Summers, a former northwest Missouri bank CEO, was named to the Board of Overseers of the Malcolm Baldrige National Quality Award program March 1 by Commerce Secretary Gary Locke. During his three-year term on the board, Summers and his fellow overseers will provide direction to the Baldrige Quality Award program, which is part of the Commerce Department’s National Institute of Standards and Technology. The board meets twice a year in Washington, D.C.
Since 1989 Summers has served as the director of the statewide Missouri Small Business & Technology Development Centers, which is headquartered in Columbia as part of MU Extension’s Business Development Program (BDP). Last year Summers was named interim director of the BDP, which oversees the SBTDC and Missouri Procurement Technical Assistance Centers.
Archaeology society to honor two from MU
R. Lee Lyman, professor and chair of the University of Missouri Department of Anthropology, will receive the Fryxell Award for Interdisciplinary Research at the 76th annual meeting of the Society for American Archaeology in Sacramento, Calif.
Named after Roald Fryxell, one of the first geoarchaeologists in North America and Lyman’s undergraduate adviser, the award recognizes interdisciplinary excellence by a distinguished scientist whose research has contributed significantly to the field.
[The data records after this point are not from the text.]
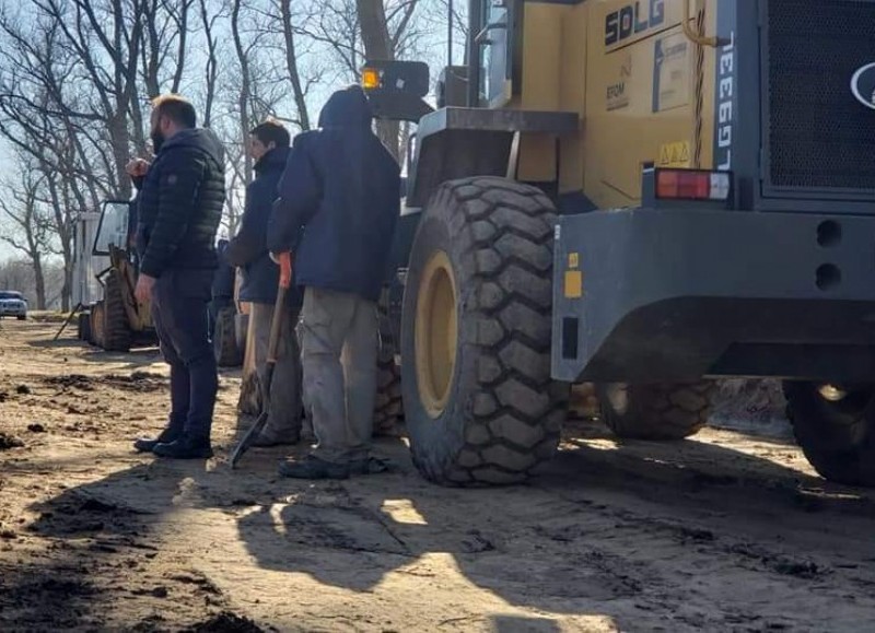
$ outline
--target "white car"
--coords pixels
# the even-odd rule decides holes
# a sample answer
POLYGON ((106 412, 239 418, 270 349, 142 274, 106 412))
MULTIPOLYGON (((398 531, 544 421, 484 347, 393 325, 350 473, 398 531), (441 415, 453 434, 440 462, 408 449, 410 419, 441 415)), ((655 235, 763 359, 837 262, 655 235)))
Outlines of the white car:
POLYGON ((27 300, 14 290, 0 290, 0 318, 14 316, 20 321, 27 318, 27 300))

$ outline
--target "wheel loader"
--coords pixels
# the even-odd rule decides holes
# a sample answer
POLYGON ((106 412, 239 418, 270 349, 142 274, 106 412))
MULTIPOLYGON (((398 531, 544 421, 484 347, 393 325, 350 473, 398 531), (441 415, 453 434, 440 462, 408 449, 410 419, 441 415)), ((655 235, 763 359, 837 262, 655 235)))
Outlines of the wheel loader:
POLYGON ((103 297, 80 314, 79 337, 107 351, 158 344, 148 304, 133 296, 138 268, 130 249, 130 202, 107 200, 101 209, 92 255, 108 257, 97 274, 103 297))
POLYGON ((471 0, 416 121, 388 312, 416 466, 513 483, 592 384, 621 438, 680 439, 714 380, 783 380, 826 479, 875 484, 875 1, 471 0))

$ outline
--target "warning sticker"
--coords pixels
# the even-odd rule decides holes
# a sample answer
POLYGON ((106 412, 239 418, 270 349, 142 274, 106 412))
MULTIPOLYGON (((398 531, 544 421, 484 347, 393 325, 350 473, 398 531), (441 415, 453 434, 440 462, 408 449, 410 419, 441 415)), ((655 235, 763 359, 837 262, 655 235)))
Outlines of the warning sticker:
POLYGON ((653 112, 690 102, 689 42, 682 33, 657 37, 653 44, 653 112))
POLYGON ((678 141, 676 143, 665 143, 660 146, 660 167, 689 167, 690 166, 690 143, 689 141, 678 141))

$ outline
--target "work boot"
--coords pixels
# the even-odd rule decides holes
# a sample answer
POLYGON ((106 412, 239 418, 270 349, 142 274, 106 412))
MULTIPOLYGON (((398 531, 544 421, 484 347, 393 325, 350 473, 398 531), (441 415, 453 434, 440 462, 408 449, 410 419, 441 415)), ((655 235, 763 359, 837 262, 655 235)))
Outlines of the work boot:
POLYGON ((152 449, 159 444, 170 444, 183 434, 183 426, 168 424, 158 437, 140 437, 133 442, 133 449, 137 453, 152 453, 152 449))
POLYGON ((349 464, 335 464, 307 455, 301 461, 280 464, 280 476, 291 479, 348 479, 349 464))
POLYGON ((171 459, 209 459, 213 455, 209 437, 200 438, 185 434, 174 442, 159 444, 152 453, 171 459))
POLYGON ((376 457, 365 457, 364 459, 353 459, 349 462, 350 474, 380 474, 389 472, 395 467, 386 459, 376 457))

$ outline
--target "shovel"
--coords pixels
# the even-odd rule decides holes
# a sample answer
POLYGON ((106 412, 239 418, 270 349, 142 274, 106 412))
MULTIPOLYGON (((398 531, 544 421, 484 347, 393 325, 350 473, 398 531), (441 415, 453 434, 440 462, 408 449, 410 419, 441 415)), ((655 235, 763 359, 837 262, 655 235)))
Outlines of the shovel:
POLYGON ((236 468, 237 461, 252 443, 261 433, 267 424, 270 411, 270 384, 273 382, 273 368, 277 366, 277 348, 279 347, 280 328, 282 328, 282 317, 285 312, 285 294, 292 283, 292 254, 283 253, 280 259, 280 286, 277 291, 277 303, 273 306, 273 316, 270 319, 270 338, 267 343, 267 367, 265 368, 265 379, 261 382, 261 414, 255 421, 237 447, 231 454, 231 468, 236 468))

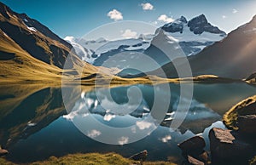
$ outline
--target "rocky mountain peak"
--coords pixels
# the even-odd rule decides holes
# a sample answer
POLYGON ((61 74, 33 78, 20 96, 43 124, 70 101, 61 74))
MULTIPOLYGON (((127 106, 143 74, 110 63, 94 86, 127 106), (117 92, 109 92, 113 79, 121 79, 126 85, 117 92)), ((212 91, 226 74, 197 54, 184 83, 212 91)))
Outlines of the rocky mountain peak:
POLYGON ((180 22, 183 22, 183 23, 185 23, 185 24, 188 23, 187 19, 183 15, 179 19, 177 19, 177 20, 178 20, 180 22))
POLYGON ((188 26, 189 30, 195 34, 201 34, 204 31, 214 33, 214 34, 224 34, 225 32, 219 30, 217 26, 212 26, 207 20, 204 14, 201 14, 197 17, 195 17, 189 21, 188 26))
POLYGON ((190 31, 197 35, 200 35, 204 31, 225 35, 224 31, 219 30, 217 26, 212 26, 204 14, 195 17, 189 21, 188 21, 184 16, 181 16, 173 22, 164 25, 161 28, 166 32, 183 33, 186 26, 189 27, 190 31))

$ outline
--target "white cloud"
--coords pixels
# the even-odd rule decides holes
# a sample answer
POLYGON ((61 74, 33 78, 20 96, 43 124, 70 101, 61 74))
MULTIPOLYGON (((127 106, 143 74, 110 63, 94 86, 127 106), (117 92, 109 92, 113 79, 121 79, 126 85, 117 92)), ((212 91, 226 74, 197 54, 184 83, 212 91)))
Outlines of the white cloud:
POLYGON ((124 137, 122 136, 119 139, 119 145, 125 145, 128 143, 129 138, 128 137, 124 137))
POLYGON ((167 143, 170 139, 172 139, 172 136, 171 135, 166 135, 164 138, 161 139, 161 141, 163 143, 167 143))
POLYGON ((236 14, 236 13, 237 13, 237 12, 238 12, 237 9, 232 9, 232 13, 233 13, 233 14, 236 14))
POLYGON ((111 114, 106 114, 103 117, 103 120, 105 121, 110 121, 111 119, 114 118, 115 115, 111 115, 111 114))
POLYGON ((67 36, 64 37, 65 41, 67 41, 69 43, 74 43, 75 42, 75 37, 73 36, 67 36))
POLYGON ((136 38, 137 32, 132 31, 131 29, 126 29, 125 32, 122 34, 122 37, 125 38, 136 38))
POLYGON ((160 21, 163 21, 163 22, 167 22, 167 23, 174 21, 174 20, 172 18, 168 17, 166 14, 161 14, 160 17, 158 17, 157 20, 160 20, 160 21))
POLYGON ((136 122, 136 125, 138 127, 139 129, 148 129, 152 126, 151 122, 142 121, 142 122, 136 122))
POLYGON ((91 131, 88 131, 87 133, 87 136, 89 136, 90 138, 96 138, 101 134, 102 133, 96 129, 92 129, 91 131))
POLYGON ((114 20, 114 21, 117 20, 123 20, 123 14, 121 12, 118 11, 117 9, 113 9, 112 11, 108 13, 108 16, 114 20))
POLYGON ((153 10, 154 9, 154 6, 152 4, 150 4, 149 3, 142 3, 141 5, 142 5, 143 10, 153 10))

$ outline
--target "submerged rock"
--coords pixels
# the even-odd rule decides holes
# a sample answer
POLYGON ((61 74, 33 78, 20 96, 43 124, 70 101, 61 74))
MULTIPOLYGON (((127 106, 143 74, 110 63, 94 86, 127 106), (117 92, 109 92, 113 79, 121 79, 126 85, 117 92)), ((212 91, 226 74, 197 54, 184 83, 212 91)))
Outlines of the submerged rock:
POLYGON ((209 133, 213 162, 245 163, 253 153, 251 145, 240 139, 231 130, 213 128, 209 133))
POLYGON ((193 157, 191 156, 188 156, 188 162, 193 165, 204 165, 205 164, 204 162, 195 159, 195 157, 193 157))
POLYGON ((183 152, 191 154, 194 152, 202 152, 206 146, 206 142, 203 137, 195 136, 178 144, 177 146, 183 152))
POLYGON ((135 161, 140 161, 141 164, 142 164, 142 162, 146 160, 147 156, 148 156, 148 151, 146 150, 144 150, 143 151, 137 153, 137 154, 131 156, 129 158, 132 159, 132 160, 135 160, 135 161))
POLYGON ((6 154, 9 154, 9 151, 7 150, 2 149, 0 146, 0 156, 5 156, 6 154))
POLYGON ((249 134, 256 134, 256 115, 240 116, 237 118, 239 131, 249 134))

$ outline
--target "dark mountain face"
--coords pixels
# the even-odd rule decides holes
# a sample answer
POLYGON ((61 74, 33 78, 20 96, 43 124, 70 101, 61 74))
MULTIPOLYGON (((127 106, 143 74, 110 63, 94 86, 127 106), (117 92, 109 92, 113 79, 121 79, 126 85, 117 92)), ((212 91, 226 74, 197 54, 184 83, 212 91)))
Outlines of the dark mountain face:
MULTIPOLYGON (((38 21, 17 14, 0 3, 0 29, 32 57, 63 68, 72 46, 38 21)), ((74 53, 70 54, 67 68, 82 65, 74 53)))
MULTIPOLYGON (((213 74, 241 79, 256 71, 255 59, 256 16, 249 23, 230 32, 221 42, 189 57, 189 61, 194 76, 213 74)), ((179 67, 183 66, 181 64, 179 67)), ((169 77, 177 77, 172 63, 166 64, 162 68, 169 77)))

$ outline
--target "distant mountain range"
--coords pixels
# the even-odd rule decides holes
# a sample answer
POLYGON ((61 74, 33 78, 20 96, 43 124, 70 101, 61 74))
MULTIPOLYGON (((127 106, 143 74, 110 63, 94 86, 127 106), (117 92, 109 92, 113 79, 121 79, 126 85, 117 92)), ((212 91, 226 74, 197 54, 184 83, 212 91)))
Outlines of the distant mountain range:
MULTIPOLYGON (((255 72, 256 16, 227 37, 189 57, 193 75, 212 74, 223 77, 246 78, 255 72)), ((177 59, 176 61, 180 60, 177 59)), ((178 67, 183 68, 183 64, 178 67)), ((162 66, 168 77, 177 77, 176 69, 170 62, 162 66)), ((155 74, 157 70, 148 72, 155 74)), ((158 75, 164 76, 164 75, 158 75)))
MULTIPOLYGON (((131 67, 131 63, 135 60, 143 60, 137 53, 145 54, 153 58, 159 65, 170 62, 166 54, 158 48, 158 44, 167 43, 166 47, 178 46, 187 56, 196 54, 205 47, 212 45, 217 41, 226 37, 224 31, 212 26, 204 14, 195 17, 188 21, 182 16, 175 21, 164 25, 156 30, 155 34, 141 34, 138 38, 107 41, 100 38, 95 41, 85 41, 84 38, 67 37, 65 39, 74 47, 81 60, 95 65, 102 65, 107 60, 113 63, 112 67, 119 69, 131 67), (160 31, 162 30, 162 31, 160 31), (160 32, 164 31, 164 32, 160 32), (161 40, 159 38, 161 37, 161 40), (152 43, 156 40, 160 43, 152 43), (172 44, 172 43, 175 43, 172 44), (125 52, 125 53, 124 53, 125 52), (120 59, 111 58, 122 53, 120 59)), ((86 38, 85 38, 86 39, 86 38)), ((144 67, 146 70, 151 68, 144 67)), ((156 68, 155 68, 156 69, 156 68)))
MULTIPOLYGON (((26 14, 17 14, 0 3, 0 77, 40 80, 61 79, 65 61, 69 71, 83 67, 73 46, 26 14)), ((86 65, 87 71, 96 71, 86 65)))

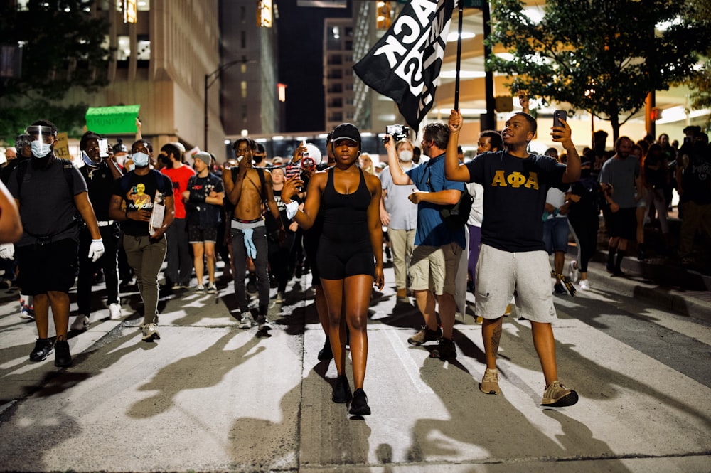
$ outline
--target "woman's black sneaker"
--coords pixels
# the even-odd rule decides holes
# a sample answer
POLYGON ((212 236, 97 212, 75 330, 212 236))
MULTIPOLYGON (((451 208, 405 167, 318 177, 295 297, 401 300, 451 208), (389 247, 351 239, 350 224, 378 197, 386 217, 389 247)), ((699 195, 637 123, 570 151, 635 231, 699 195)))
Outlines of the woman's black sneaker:
POLYGON ((35 348, 30 353, 30 361, 41 361, 52 353, 52 340, 37 339, 35 348))
POLYGON ((356 389, 353 393, 353 400, 351 403, 351 410, 348 410, 353 415, 368 415, 370 413, 370 407, 368 405, 368 396, 365 391, 362 389, 356 389))
POLYGON ((54 344, 54 366, 63 368, 72 364, 72 355, 69 353, 69 342, 58 340, 54 344))
POLYGON ((351 386, 348 385, 348 378, 346 375, 338 375, 336 378, 336 387, 333 388, 333 395, 331 400, 338 404, 345 404, 353 398, 351 393, 351 386))

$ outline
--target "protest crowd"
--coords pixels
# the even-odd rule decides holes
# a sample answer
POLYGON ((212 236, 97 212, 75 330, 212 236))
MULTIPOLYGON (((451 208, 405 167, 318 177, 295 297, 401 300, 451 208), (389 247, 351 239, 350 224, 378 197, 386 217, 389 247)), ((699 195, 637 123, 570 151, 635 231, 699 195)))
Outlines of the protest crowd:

Lyman is currently working on a collection of mammal remains that were recovered in the 1960s by Fryxell from an archaeological site in southeastern Washington known as Marmes Rockshelter.
W. Raymond Wood, professor emeritus, will receive the Lifetime Achievement Award at the conference in late March. This award is presented annually in recognition of a member who has performed extraordinary service of positive and lasting quality to the Society for American Archaeology or to the profession as a whole.
Wood has been involved with Great Plains and Midwest prehistory for 60 years. The excavation of prehistoric sites in Missouri led Wood to work in North Dakota, which provided him with a fresh interpretation of Mandan prehistory and led to discoveries on the prehistory of the Great Plains.